Non-small-cell lung cancer (NSCLC) is a leading cause of cancer death worldwide. Small-molecule inhibitors that target epidermal growth factor receptor (EGFR) have shown some clinical success; however, mutations in KRAS , which are detected in 20–30% of NSCLC adenocarcinomas, render these therapeutics mostly ineffective. Two reports in Nature now demonstrate that nuclear factor-κB (NF-κB) signalling is essential for the survival of cancer cells with mutations in KRAS, revealing a potential new pathway for therapeutic intervention.

In addition to mutations in KRAS, loss of p53 activity is a frequent event in NSCLCs. Constitutively active KRASG12D was previously shown to stimulate the NF-κB pathway, whereas wild-type p53 antagonizes NF-κB activity. Jacks and colleagues found that localization of the NF-κB subunit p65 (also known as RELA) in mouse embryonic fibroblasts was not affected by either expression of KRASG12D or loss of p53. However, expression of KRASG12D and concomitant loss of p53 caused p65 to accumulate in the nucleus.
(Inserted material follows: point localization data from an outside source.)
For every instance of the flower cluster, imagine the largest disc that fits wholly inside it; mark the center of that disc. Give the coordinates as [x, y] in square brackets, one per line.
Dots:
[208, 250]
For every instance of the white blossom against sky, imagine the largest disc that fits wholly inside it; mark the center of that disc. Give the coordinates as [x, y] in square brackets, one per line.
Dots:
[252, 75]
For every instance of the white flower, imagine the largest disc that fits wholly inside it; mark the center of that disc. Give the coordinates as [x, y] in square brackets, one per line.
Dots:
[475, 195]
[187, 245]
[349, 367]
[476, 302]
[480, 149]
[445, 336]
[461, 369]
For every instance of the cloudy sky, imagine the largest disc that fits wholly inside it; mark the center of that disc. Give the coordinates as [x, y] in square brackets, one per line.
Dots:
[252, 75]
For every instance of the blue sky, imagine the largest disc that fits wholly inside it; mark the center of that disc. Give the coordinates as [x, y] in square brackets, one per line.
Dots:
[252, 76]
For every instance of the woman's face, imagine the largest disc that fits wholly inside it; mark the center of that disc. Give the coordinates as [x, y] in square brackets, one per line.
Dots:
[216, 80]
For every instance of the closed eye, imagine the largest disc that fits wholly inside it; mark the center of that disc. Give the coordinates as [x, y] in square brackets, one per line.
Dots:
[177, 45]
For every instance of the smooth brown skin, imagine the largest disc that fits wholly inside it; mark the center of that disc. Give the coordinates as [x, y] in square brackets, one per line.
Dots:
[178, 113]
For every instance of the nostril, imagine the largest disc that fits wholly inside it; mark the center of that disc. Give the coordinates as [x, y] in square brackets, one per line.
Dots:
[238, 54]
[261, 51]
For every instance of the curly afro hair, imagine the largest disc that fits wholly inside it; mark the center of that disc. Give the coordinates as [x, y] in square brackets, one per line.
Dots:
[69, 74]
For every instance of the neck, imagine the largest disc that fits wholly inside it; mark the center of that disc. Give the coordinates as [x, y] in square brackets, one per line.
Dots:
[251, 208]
Tumour cells from mice that expressed KRASG12D and lacked p53 (KP mice) exhibited high levels of NF-κB DNA-binding activity; similar observations were made with human NSCLC cell lines. Blocking NF-κB pathway activation through the expression of a dominant-negative mutant of NF-κB inhibitor-α (IκBα; also known as NFKBIA), or knockdown of either p65 or the NF-κB pathway protein NEMO (also known as IKBKG), induced apoptosis in KP cells, but not wild-type cells. These data reveal that the canonical NF-κB pathway is important for the survival of lung cancers with mutations in KRAS and TP53 (which encodes p53). Indeed, the dominant-negative IκBα mutant blocked tumour formation and attenuated the growth of established tumours in KP mice.

A crucial role for NF-κB in cancers that express mutant KRAS was also observed by Hahn and colleagues. The authors found that TANK-binding kinase 1 (TBK1; a non-canonical IκB kinase) was required for the survival of human cancer cells that express mutant KRAS, as suppression of TBK1 induced apoptosis in these cells. Consistent with previous observations, the selective inhibition of the Ras effector RALB also induced death in KRAS-mutant cells.

Gene expression analyses revealed that the KRAS-mutant lung cancers show evidence of Ras and NF-κB pathway activation. Indeed, the levels of NFKBIA and the NF-κB precursor NFKB1 were reduced in KRAS-mutant cells, which were restored by the suppression of TBK1. Additional experiments found that mutant KRAS and TBK1 were required for the nuclear accumulation of the NF-κB subunit REL, as well as the expression of the anti-apoptotic protein BCL-XL. Therefore, oncogenic KRAS activates RALB–TBK1 signalling to induce activation of NF-κB and promote cancer cell survival.

Together, the studies from Jacks and colleagues and Hahn and colleagues suggest that the inhibition of the NF-κB pathway might be an effective strategy for treating lung adenocarcinomas that have mutations in KRAS and p53, as well as other cancers that express constitutively active KRAS.